Unlike the attention World AIDS Day receives, World Disability Day barely registers on the world
media’s radar.

Circle of friends by Flickr
user Jimee, Jackie, Tom and Asha and used
under a creative commons
license
Celebrated every year on December 3rd, World Disability Day honors the contribution made to our
world by those with physical and mental handicap. In case of South Asia, there is severe stigma
attached any kind of physical and mental handicap. World Disability Day is an opportunity to
spread awareness about the rights of the handicapped and that being differently able is not a sin
or something to be ashamed of.
In India, activist Javed Abidi, the country’s leading
advocate for the rights of the handicapped, will lead an event called “Dilli Chalo”

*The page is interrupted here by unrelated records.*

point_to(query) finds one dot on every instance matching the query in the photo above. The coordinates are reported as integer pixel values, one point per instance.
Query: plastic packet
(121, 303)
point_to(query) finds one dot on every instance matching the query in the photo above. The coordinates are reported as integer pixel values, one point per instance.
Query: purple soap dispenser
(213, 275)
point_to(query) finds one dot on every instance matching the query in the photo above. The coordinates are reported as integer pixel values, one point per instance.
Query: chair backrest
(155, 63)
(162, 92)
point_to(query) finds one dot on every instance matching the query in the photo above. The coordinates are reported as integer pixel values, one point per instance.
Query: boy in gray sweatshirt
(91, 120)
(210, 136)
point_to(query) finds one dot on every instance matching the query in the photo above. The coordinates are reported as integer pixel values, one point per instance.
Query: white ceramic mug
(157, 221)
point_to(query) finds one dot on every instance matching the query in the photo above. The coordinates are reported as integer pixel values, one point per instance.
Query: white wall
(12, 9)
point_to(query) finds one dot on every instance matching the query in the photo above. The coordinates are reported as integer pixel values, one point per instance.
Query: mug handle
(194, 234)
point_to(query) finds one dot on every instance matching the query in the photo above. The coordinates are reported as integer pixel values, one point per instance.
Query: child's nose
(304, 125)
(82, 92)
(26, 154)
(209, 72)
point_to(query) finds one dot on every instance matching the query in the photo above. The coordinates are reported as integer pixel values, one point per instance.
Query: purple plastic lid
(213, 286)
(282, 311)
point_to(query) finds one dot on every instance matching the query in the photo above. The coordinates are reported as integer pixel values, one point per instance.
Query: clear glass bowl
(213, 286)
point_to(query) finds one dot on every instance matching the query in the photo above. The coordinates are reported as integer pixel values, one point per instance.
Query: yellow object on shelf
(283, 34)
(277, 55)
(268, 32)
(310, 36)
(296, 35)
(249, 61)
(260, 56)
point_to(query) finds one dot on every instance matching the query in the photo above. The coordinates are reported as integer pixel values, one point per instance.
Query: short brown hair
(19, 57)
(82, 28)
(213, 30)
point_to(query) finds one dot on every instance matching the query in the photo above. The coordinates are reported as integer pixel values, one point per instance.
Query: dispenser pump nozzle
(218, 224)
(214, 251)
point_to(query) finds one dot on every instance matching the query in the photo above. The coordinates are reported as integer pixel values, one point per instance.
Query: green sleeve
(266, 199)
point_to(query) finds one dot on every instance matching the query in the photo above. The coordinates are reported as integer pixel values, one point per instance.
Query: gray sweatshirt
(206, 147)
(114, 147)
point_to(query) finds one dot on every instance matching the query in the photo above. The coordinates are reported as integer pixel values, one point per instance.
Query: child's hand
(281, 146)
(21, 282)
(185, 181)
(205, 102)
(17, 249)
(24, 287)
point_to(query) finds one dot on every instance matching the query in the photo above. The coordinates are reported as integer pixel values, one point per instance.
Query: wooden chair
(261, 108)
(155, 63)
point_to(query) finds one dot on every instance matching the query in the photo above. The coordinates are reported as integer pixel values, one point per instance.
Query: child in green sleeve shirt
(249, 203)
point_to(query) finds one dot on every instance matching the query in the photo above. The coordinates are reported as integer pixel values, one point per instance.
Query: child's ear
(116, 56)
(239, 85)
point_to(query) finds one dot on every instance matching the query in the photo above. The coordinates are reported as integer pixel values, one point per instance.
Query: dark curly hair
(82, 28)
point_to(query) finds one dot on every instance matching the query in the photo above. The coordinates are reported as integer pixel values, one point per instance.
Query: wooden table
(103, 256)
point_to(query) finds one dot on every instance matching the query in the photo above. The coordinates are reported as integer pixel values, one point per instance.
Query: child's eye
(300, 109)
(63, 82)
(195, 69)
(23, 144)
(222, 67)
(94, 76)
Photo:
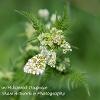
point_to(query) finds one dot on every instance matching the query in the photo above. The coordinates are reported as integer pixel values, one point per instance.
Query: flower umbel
(36, 65)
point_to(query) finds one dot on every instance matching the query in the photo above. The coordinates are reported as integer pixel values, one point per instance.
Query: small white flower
(54, 18)
(51, 61)
(61, 68)
(43, 13)
(29, 30)
(66, 47)
(50, 56)
(36, 65)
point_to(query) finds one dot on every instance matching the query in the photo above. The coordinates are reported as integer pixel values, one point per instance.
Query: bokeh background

or “Lets go to Delhi” to mark the occasion. It will be held at the historic India
Gate.
Mr. Abidi says that India has made some progress in securing rights of the disabled but
more needs to be done.
“Now, in India, as we are aware, we have had the Disability Act for the last 12 years. Last
year we thought was a momentous year for two reasons. One was that our country ratified the UN
Convention, and the second was that we also got the XI Plan. And in the XI Plan.....for the first
time, there is a distinct chapter or a section on disability. And we thought that things were
going to change. ......if we were look at the last one year, we find that things have not really
moved the way we had expected them to move....”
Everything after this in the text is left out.